2

I've been self-studying Discovering Statistics Using R by Andy Field and have come across this passage:

Data splitting: This approach involves randomly splitting your data set, computing a regression equation on both halves of the data and then comparing the resulting models. When using stepwise methods, cross-validation is a good idea; you should run the stepwise regression on a random selection of about 80% of your cases. Then force this model on the remaining 20% of the data. By comparing values of the R2 and b-values in the two samples you can tell how well the original model generalizes (see Tabachnick & Fidell, 2007, for more detail).

Alright, I understand subsetting my data (using sample()), and I know how to fit linear models (using lm()), but the line "Then force this model on the remaining 20% of the data" confuses me.

This technique is never brought up again in the book. Is there some function in R that allows you to force a model onto data and computes R^2 and b-values using that forced model? Perhaps some function where you input intercept and slope coefficients into it and it outputs something like summary(lm) does?

Or am I not understanding what this passage is trying to say?

  • 2
    have a look at `predict()` function - `?predict`. – Bulat May 31 '16 at 22:17
  • I believe by "force" they just mean "use". Basically since they advocated stepwise regression for the original 80% of the data (which is a bad suggestion but I don't want to get into that) they are saying whatever model you decided on ultimately - that's the model you want to fit on the remaining data. So if the model ended up being x1+x2+x5 for the original data use the model x1+x2+x5 on the other 20%. – Dason May 31 '16 at 22:23
  • Also for cross-validation have a look at `CV` function in forecasting package, here is a bit of details on cv metrics - http://robjhyndman.com/hyndsight/crossvalidation/ – Bulat May 31 '16 at 22:27
  • Can you transcribe the text rather than adding an image? – OrangeDog May 31 '16 at 23:00

2 Answers2

2

You use the predict function, with new data.

I don't have the book to hand, so I can't tell you the exact example, but if the remaining 20% of your data is a data frame called 'holdout', and your regression model is called 'reg1' then use:

holdout$pred <- predict(reg1, newdata=holdout)
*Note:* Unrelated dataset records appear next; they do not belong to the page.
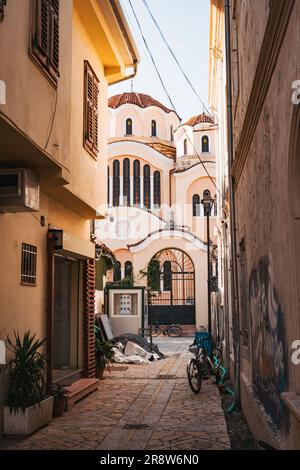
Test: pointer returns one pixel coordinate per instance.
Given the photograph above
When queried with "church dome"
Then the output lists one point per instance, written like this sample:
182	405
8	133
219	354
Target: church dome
139	99
201	118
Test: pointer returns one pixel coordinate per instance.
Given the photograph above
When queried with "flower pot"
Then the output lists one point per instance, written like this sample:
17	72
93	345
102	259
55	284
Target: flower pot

Then you can calculate $R^2$ by looking at the correlation between the predicted score, and the original outcome score. If the outcome is called 'out', then:

cor(holdout$pred, holdout$out)^2

Should do the trick.

Jeremy Miles
  • 349
  • 1
  • 16
  • Thank you for the predict() function, but what am I to make of the line "com[pare] values of R^2 and b-values". As far as I can tell predict() does not give me any statistical tests or coefficients. – user3547456 May 31 '16 at 23:29
  • 1
    @user3547456 After you use predict you have values that would support an R^2 calculation comparing predictions to actual. I'm guessing "b-values" is a misspelling of "p-values". I think this is actually a question for stats.stackexchange.com rather than SO since you appear in serious need of statistical advice. – IRTFM May 31 '16 at 23:36
  • Is "b-values" referring to the coefficients from a logistic regression? – thelatemail Jun 01 '16 at 01:27
2

I second what Jeremy said. Here is an example with some made up data that you can run to get the feel for it:

set.seed(26) 

mydf = data.frame (a=1:20 , b = rnorm(20), c = 1:20 + runif(20), d = 1:20 +   runif(1:20)*sin(1:20))

trainRows<-sample(1:20, 16)
mydf.train<-mydf[trainRows,]
mydf.test<-mydf[-trainRows,]

myModel<-lm(a~., data = mydf.train)
model1<-step(myModel)

summary(model1)

mydf.test$pred<-predict(model1, newdata = mydf.test)

cor(mydf.test$pred, mydf.test$a)^2
#[1] 0.9999522
Bryan Goggin
  • 2,449
  • 15
  • 17